Following on from the question of “how long to µPython interrupts take” (around 15µs) the question came about can I add proper low-level C interrupts without changing the micropython source code? Answer: obviously no, because the interrupt vector table is stored in flash.
Less obvious answer, yes, you can, but it is a bit like changing the tyres on the car while you are driving along the highway at the speed limit. Here’s how I did it. Clue: much reading of data sheets was involved.

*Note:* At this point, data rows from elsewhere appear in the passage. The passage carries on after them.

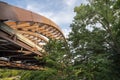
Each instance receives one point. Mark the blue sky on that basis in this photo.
(59, 11)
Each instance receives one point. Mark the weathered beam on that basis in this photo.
(17, 42)
(21, 66)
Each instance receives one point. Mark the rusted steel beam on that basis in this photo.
(19, 65)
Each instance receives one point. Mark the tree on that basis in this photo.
(95, 40)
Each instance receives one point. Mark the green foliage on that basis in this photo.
(94, 40)
(93, 52)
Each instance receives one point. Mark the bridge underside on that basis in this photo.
(16, 54)
(22, 37)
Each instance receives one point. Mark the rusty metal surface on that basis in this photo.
(9, 12)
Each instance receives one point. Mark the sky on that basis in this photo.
(59, 11)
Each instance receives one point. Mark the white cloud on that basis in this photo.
(62, 16)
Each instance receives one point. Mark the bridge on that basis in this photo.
(23, 34)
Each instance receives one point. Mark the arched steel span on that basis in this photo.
(32, 29)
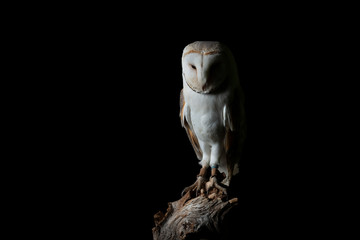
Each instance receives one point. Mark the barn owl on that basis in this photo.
(212, 112)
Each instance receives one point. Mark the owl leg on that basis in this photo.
(198, 184)
(216, 177)
(214, 180)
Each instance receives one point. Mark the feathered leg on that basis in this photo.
(214, 180)
(198, 184)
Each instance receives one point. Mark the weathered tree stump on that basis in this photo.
(202, 217)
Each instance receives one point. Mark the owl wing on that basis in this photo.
(186, 123)
(235, 125)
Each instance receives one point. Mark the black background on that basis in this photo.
(112, 131)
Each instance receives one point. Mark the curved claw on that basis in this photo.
(218, 186)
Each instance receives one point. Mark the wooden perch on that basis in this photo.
(201, 217)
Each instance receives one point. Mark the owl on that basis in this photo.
(212, 112)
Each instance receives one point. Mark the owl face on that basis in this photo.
(204, 66)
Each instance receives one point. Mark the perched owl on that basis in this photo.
(212, 112)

M4 IRQ handlers are in a vector which is pointed at by the VTOR
register - at boot this points to 0x4000
which is just inside the flash code, and consists of 16 registers belonging to ARM before the 138 registers for the IRQ handler (on SAMD51). The EIC registers for the external interrupt controller start at position 12 and count for a further 16 - I want to overwrite one of these with my own handler code.
Use D13 as output and an indicator of what is going on. Setting up D12 as input using the usual machine.Pin
and pin.irq()
shuffle, because (this is the cunning bit) I will just overwrite the IRQ function pointer. To make this work, need jumper from D12 to D13 (PA23->PA22 in AMTEL-speak).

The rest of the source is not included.